Malcolm Gladwell has a good article in the latest New Yorker (here) in which he contrasts the much-discussed revolutionary potential of social networks with the 1960 lunch counter protests. Internet social networks are good at spreading word fast, he says. But the ties between Twitter co-revolutionaries are very weak—they have usually never met. Commitment to sacrifice and disciplined action are correspondingly weak. Real revolutions against established powers require sacrifice, and only deep friendships and committed social ties make that possible. The protests of the civil rights movement spread like a fever, took terrible risks, and endured great privations, because they sprang out of churches, where people met weekly face to face. The first courageous lunch counter protesters in Greensboro, North Carolina, lived together and had spent many hours discussing civil rights together.

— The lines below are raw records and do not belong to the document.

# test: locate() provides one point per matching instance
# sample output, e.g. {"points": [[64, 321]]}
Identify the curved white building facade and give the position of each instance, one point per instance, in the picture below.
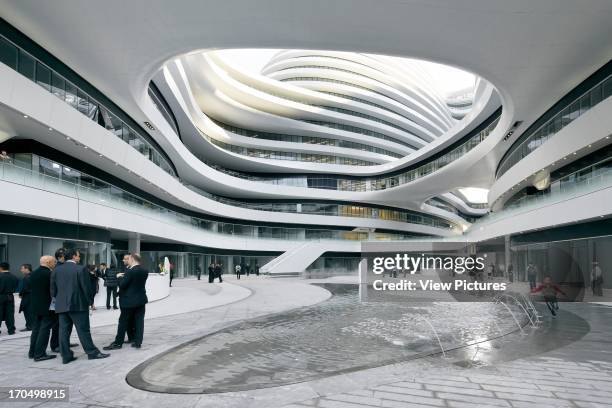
{"points": [[316, 148]]}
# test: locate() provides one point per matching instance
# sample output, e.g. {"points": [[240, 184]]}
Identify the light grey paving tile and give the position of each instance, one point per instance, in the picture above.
{"points": [[462, 404], [585, 397], [407, 384], [446, 377], [450, 383], [477, 401], [416, 399], [458, 390], [515, 390], [526, 404], [585, 404], [325, 403], [533, 399], [403, 391], [398, 404], [502, 380], [357, 399]]}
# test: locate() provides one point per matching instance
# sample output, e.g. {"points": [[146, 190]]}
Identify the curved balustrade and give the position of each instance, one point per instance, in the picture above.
{"points": [[338, 210], [536, 137], [37, 71], [87, 188], [372, 183], [593, 178]]}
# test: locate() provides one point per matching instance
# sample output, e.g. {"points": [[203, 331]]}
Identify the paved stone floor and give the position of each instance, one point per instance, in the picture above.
{"points": [[568, 362]]}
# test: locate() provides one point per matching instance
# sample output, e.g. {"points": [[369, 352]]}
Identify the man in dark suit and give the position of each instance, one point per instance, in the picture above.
{"points": [[132, 301], [25, 294], [8, 286], [43, 318], [71, 289]]}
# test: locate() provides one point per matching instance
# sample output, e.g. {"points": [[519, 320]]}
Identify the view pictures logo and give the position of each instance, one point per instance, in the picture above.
{"points": [[412, 264]]}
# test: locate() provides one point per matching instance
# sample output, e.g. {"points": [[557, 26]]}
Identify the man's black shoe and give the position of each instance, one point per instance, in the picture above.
{"points": [[46, 357], [97, 356]]}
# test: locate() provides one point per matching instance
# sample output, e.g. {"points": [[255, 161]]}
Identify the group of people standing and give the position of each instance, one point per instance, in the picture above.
{"points": [[245, 269], [215, 271], [58, 296]]}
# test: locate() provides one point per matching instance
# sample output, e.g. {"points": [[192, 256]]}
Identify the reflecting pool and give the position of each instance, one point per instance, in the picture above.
{"points": [[339, 335]]}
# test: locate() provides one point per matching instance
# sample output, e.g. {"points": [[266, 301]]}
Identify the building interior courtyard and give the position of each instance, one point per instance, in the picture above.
{"points": [[348, 204]]}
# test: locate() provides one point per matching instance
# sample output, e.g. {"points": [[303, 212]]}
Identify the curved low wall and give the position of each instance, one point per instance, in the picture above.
{"points": [[158, 287]]}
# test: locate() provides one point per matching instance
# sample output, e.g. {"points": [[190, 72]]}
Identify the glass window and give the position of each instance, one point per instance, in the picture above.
{"points": [[82, 102], [71, 95], [8, 53], [57, 86], [43, 76], [607, 88], [27, 65]]}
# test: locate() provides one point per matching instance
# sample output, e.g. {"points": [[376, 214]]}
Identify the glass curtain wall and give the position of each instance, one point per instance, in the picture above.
{"points": [[20, 249]]}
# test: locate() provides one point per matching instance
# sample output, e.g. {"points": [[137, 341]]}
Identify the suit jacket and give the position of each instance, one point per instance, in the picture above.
{"points": [[40, 281], [132, 292], [25, 293], [71, 288]]}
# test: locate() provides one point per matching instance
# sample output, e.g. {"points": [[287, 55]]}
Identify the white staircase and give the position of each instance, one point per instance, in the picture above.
{"points": [[295, 260]]}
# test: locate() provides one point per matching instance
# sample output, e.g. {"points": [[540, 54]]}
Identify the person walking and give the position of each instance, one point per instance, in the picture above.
{"points": [[94, 286], [25, 294], [597, 280], [532, 275], [110, 283], [131, 329], [43, 319], [8, 286], [549, 292], [219, 272], [171, 274], [132, 301], [211, 272], [70, 286]]}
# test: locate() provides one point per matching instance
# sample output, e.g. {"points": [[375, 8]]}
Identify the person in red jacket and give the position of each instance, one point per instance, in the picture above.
{"points": [[549, 292]]}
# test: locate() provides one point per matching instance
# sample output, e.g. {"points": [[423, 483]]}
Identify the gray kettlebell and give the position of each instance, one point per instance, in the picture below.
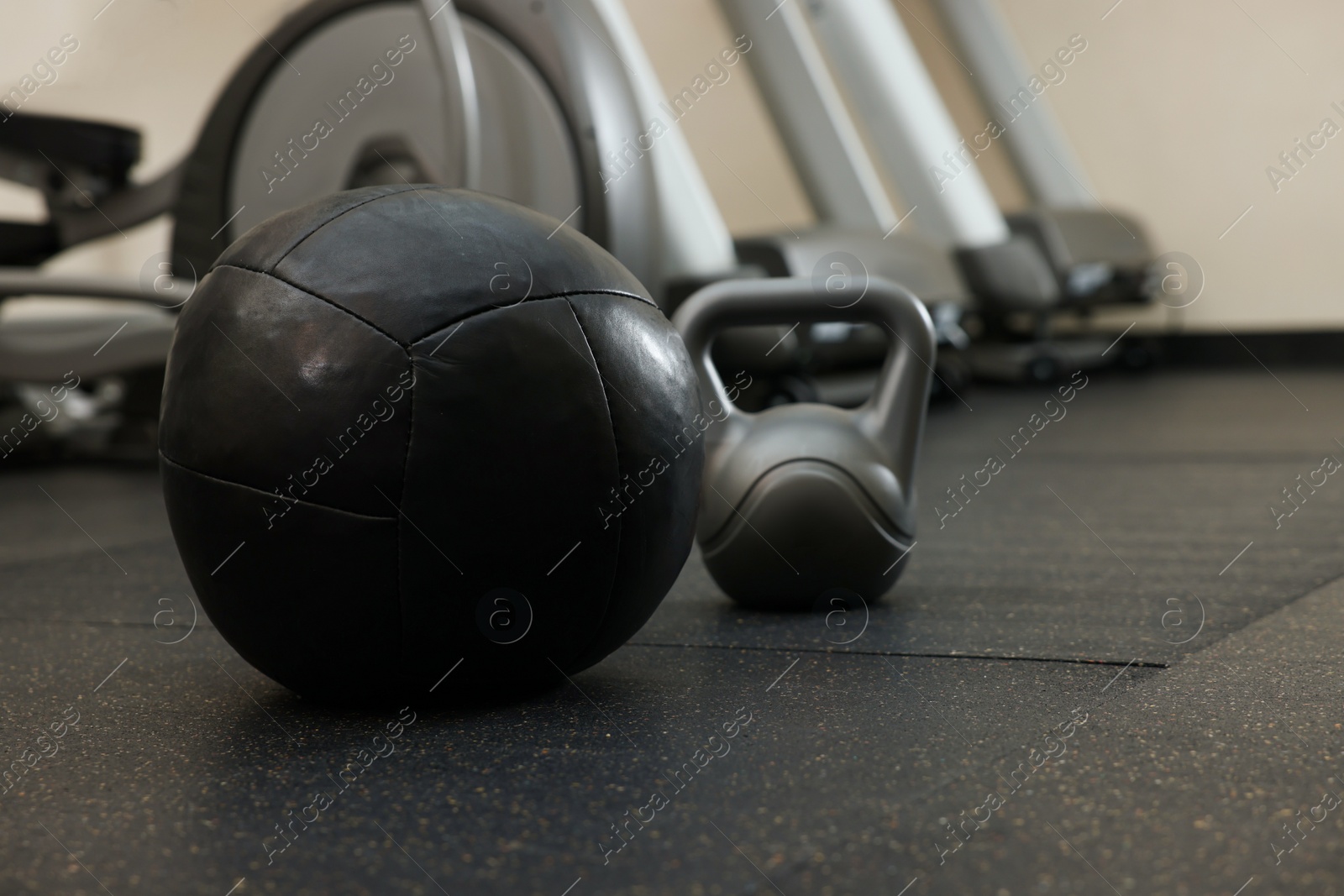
{"points": [[803, 499]]}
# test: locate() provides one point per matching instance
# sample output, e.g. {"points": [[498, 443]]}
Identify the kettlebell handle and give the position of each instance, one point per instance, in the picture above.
{"points": [[894, 414]]}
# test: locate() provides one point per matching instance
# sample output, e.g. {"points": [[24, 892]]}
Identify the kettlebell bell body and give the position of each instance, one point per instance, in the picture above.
{"points": [[804, 499]]}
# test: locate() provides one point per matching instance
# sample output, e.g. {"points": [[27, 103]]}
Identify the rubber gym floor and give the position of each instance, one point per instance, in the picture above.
{"points": [[1116, 637]]}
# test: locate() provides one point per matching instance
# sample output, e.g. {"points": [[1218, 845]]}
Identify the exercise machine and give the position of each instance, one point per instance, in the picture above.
{"points": [[1100, 255], [1089, 254]]}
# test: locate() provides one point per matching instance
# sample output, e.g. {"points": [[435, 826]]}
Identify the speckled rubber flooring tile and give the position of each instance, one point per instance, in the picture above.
{"points": [[1109, 672]]}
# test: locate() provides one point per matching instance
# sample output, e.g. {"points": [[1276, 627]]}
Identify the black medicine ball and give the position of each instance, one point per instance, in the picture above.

The point of this is not so much to criticize Twitter and its kin, but to suggest that real change requires more than meet-ups. None of the activist movements of our time—whether Greenpeace or the Obama election campaign or the Tea Party—have that sort of sacrificial determination. And, it’s not clear where in the America of today one would find the social capital to build such commitment. Not in churches, by and large. Not in the political parties.  And certainly not in the vague, enthusiastic communities that find a home on the internet.

That is why we sit in the squalor of this dispirited time. Columnists (David Brooks and Thomas Friedman) contend that the real future in politics lies with a leader who can paint a vision demanding sacrifice and commitment. To which any savvy politician will answer: and get handed your rear end. There’s no constituency for sacrifice and vision more far-reaching that forwarding a petition to your ten best friends.